The plaintiff also took the position that some of the old growth timber was not merchantable, although how much of this old growth was in that category was not established. The principal contention therefore was that to the extent that defendant or its predecessor had cut second growth timber from the land, a trespass had been committed for which the plaintiff was entitled to recover three times the amount of his damages as provided by an Oregon statute, ORS § 105.810.

In rendering judgment for the defendant (except for the value of the five cedar trees), the court found as a fact that all of the fir and hemlock timber removed by defendant and Suislaw was in fact merchantable.

Upon this appeal the appellant makes two principal contentions. The first is that there was no competent evidence in the record or before the court to warrant the court’s finding that the timber cut was thus merchantable; and second, that by reason of the filing of certain affidavits in the assessor’s office stating that all timber had been cut on certain of these lands, the defendant had in any event abandoned any further interest in file timber, in consequence of which all timber cut thereafter had been taken unlawfully and without right.

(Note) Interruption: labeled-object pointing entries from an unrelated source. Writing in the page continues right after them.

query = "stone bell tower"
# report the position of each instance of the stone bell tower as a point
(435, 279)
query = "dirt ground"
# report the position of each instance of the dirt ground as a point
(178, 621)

Much of the controversy between the parties concerns the meaning of the words “all of the merchantable old growth and second growth fir and hemlock timber,” used in the contract. Apparently there is no dispute as to the proposition that “merchantable timber” as used in the contract, included only timber of the named species that was merchantable on the date of the contract. The key finding of the court assumes this for it states that the fir and hemlock removed by defendant and Siuslaw was in fact merchantable “on May 4, 1942”. The Oregon Supreme Court, resolving, in its words, “conflict * * * in the decisions of this court”, has held that “a grant of merchantable timber is a grant only of the merchantable timber on the land at the date of the contract.” Do-herty v. Harris Pine Mills, Inc., 211 Or. 378, 315 P.2d 566, 585-588, approving and quoting from Hughes v. Heppner Lumber Co., 205 Or. 11, 15, 283 P.2d 142, 144, 286 P.2d 126, and Rayburn v. Crawford, 187 Or. 386, 398, 211 P.2d 483. It seems equally clear that in the view of the Oregon court, timber may be “merchantable” although it does not appear that it can be utilized at a profit. Dahl v. Crain, 193 Or. 207, 237 P.2d 939 3 According to that court, all that is required is that it had commercial value, — “merchantable timber is ‘ “all timber * * * that had * * * a commercial value in that locality”.’ ” Hughes v. Heppner Lumber Co., on rehearing, 205 Or. 11, 286 P.2d 126, 127. 4

*39 It is appellant’s position that the meaning of “merchantable timber” is something fixed by Oregon law. He says: “Under the law of Oregon the words ‘merchantable timber’ are not ambiguous. They have a well-understood meaning of ‘timber which has a commercial value’ considering all the facts and surrounding circumstances.” Appellee, on the other hand, asserts that “merchantable timber” is a term which has no definite or fixed meaning.